Animating the Data

One of the earliest uses of computer simulation to recreate an aircraft accident scenario was more than 30 years ago when Delta Air Lines Flight 191 — a Lockheed L1011 equipped with a second-generation flight data recorder (FDR) — crashed in a microburst.¹ The U.S. Justice Department (DOJ) used 40 different parameters from the FDR (acceleration, roll, pitch, heading, etc.), as well as audio from the cockpit voice recorder, ground radar images, weather reports and statements from pilots of other aircraft, to visually replicate the flight’s final moments.

The laser disc video, produced by legal presentation specialists Z-Axis, looks crude by comparison with today’s much more realistic animations. But it was effective. One of DOJ’s lawyers in the case, Roy Krieger, called the animations “pivotal.” The district judge ruled that the U.S. Federal Aviation Administration (FAA) and the National Weather Service were not negligent in the wind shear–induced accident.

With ever-increasing computing power, today’s flight animation tools are used not only by accident investigators but also by hundreds of airlines to regularly analyze flight operations, non-standard incidents, and trends. Flight data animation also is increasingly used for pilot debriefing, training, and airport familiarization, and it is sometimes employed to help airline senior management visualize significant incidents or accidents.

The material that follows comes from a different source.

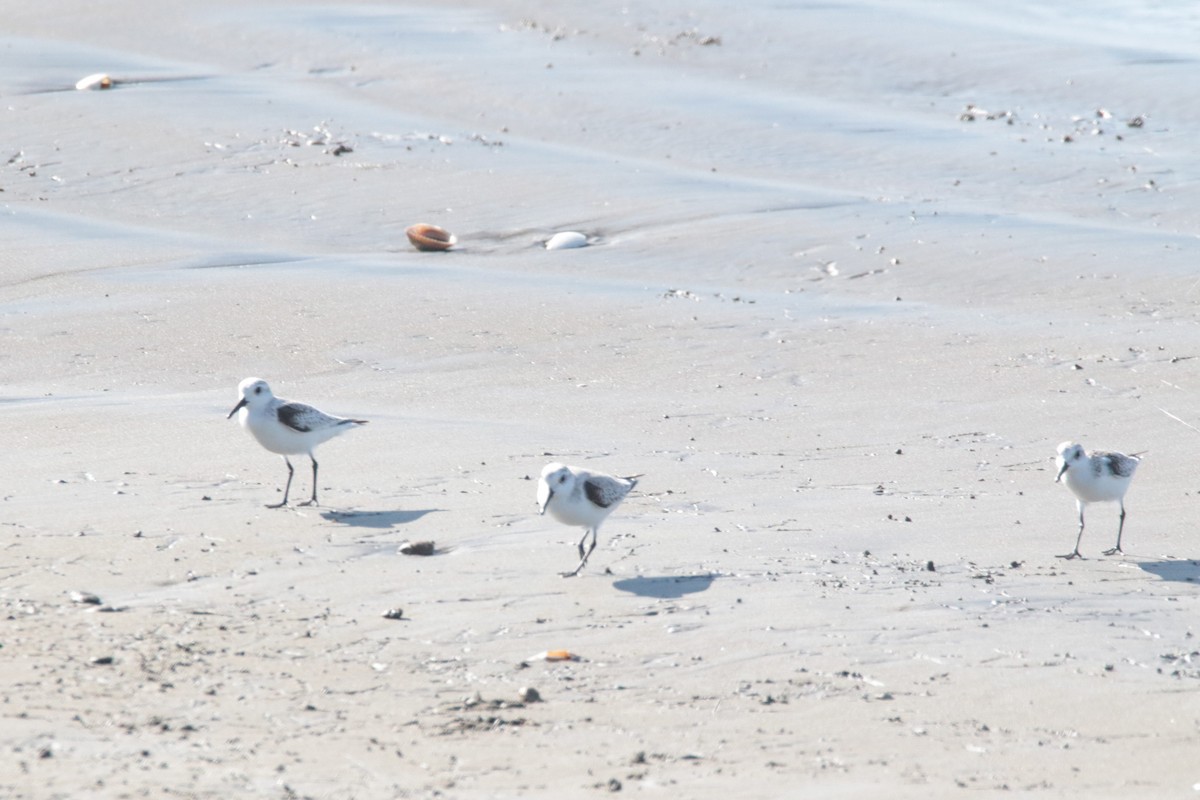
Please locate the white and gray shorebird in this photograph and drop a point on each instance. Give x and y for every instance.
(286, 427)
(577, 497)
(1095, 477)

You can view the animation at https://www.youtube.com/watch?v=HY7pH3fzsvY.

What is Flight Data Animation?

Flight data animation is a component of a flight operational quality assurance (FOQA) program, previously known as operational flight data monitoring (OFDM), or simply FDM, or flight data analysis (FDA). FOQA is the proactive use of recorded flight data from routine operations to improve aviation safety. It was defined in a 1993 Flight Safety Foundation report as “a program for obtaining and analyzing data recorded in flight to improve flight crew performance, air carrier training programs and operating procedures, air traffic control procedures, airport maintenance and design, and aircraft operations and design.”²

In 2008, the International Civil Aviation Organization (ICAO) amended Annex 6 to the Chicago Convention to introduce requirements and recommendations related to the implementation of safety management and safety management systems by operators of commercial air transport aircraft and helicopters, including FDM. The FAA defined FOQA in its Advisory Circular 120-82, dated April 12, 2004. The European Aviation Safety Agency requirement is defined in EU-OPS section 1.037.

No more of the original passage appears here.